UAX 14 is probably not the right document to look here.

According to UAX 9 step [[ https://www.unicode.org/reports/tr9/#L1 | L1 ]], the 
embedding level is reset to the paragraph embedding level when hitting segment 
separator and paragraph separator, which are defined in [[ 
https://www.unicode.org/reports/tr9/#Table_Bidirectional_Character_Types | 
table 4 ]] as type B and S, and in UCD [[ 
https://www.unicode.org/Public/UCD/latest/ucd/extracted/DerivedBidiClass.txt | 
DerivedBidiClass.txt ]] you can see type B includes U+000A, U+000D, 
U+001C..001E, U+0085, U+2029, and type S includes U+0009, U+000B, and U+001F.

You have U+000C and U+2028 here which are counted as type WS which doesn't 
affect embedding level, so you may be resetting the counter prematurely. And 
you may want to reset the counter for all other characters above.

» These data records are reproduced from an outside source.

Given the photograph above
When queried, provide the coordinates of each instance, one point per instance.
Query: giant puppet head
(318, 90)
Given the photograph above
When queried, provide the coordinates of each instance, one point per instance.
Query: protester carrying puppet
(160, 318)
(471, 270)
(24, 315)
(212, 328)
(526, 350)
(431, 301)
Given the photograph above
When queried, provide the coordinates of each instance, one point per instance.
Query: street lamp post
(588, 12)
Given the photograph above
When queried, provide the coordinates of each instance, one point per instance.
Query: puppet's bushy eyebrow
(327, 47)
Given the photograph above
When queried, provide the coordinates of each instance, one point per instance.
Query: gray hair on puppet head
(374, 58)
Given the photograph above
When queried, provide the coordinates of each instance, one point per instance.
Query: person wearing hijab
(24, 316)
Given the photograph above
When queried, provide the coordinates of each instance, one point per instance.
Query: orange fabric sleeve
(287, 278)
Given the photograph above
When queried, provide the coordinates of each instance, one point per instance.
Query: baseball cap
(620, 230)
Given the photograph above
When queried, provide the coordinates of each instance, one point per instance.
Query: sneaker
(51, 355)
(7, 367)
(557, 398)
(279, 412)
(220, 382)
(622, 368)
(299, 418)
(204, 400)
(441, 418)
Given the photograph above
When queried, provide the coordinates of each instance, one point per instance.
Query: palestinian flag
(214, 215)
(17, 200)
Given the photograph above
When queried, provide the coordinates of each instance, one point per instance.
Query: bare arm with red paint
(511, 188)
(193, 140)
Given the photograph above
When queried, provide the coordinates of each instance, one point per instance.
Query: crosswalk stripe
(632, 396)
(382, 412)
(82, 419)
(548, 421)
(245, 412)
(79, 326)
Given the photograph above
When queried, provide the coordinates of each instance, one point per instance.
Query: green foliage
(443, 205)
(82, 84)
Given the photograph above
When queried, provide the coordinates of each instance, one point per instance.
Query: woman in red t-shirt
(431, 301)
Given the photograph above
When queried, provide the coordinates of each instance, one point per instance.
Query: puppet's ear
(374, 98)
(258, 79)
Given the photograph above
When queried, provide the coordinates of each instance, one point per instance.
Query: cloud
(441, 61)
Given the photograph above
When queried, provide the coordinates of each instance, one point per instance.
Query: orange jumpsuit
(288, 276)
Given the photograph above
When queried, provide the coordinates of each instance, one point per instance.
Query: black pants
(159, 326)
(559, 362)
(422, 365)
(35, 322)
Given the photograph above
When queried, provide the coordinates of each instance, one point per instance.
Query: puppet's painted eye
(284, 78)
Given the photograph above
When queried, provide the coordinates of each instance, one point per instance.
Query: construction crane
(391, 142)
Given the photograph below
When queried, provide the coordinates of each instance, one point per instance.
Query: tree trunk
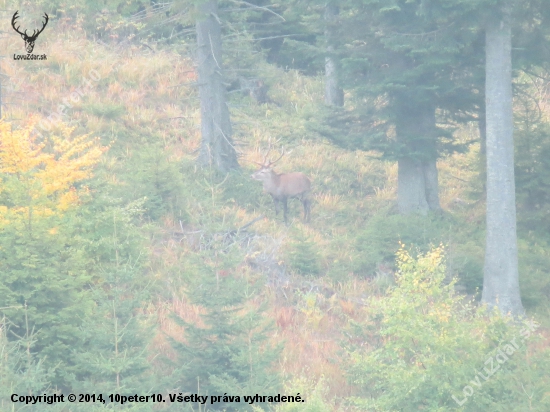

Comment at: clang-tools-extra/clang-tidy/misc/MisleadingBidirectional.cpp:64-72
+if (CodePoint == RLO || CodePoint == RLE || CodePoint == LRO ||
+CodePoint == LRE)
+  EmbeddingOverride += 1;
+else if (CodePoint == PDF)
+  EmbeddingOverride = std::min(EmbeddingOverride - 1, EmbeddingOverride);
+else if (CodePoint == RLI || CodePoint == LRI || CodePoint == FSI)
+  Isolate += 1;

The bidi algorithm is more complicated than having two simple counters. 
Basically, a `PDF` cancels a override / embedding character only when they 
match, and `PDI` cancels all override / embedding between it and its matching 
isolate character.

I was thinking whether the counters would be enough in the sense that we may 
accept some false positive for edge cases but definitely no false negative. But 
I'm convinced it's not the case. As an example, a sequence of `RLO LRI PDF PDI` 
will yield no embedding and no isolate in this counting model, but the `PDF` 
here actually has no effect, as shown in step [[ 
https://www.unicode.org/reports/tr9/#X7 | X7 ]], if it does not match an 
embedding initiator, it is ignored, so this is effectively leaving a dangling 
`RLO`.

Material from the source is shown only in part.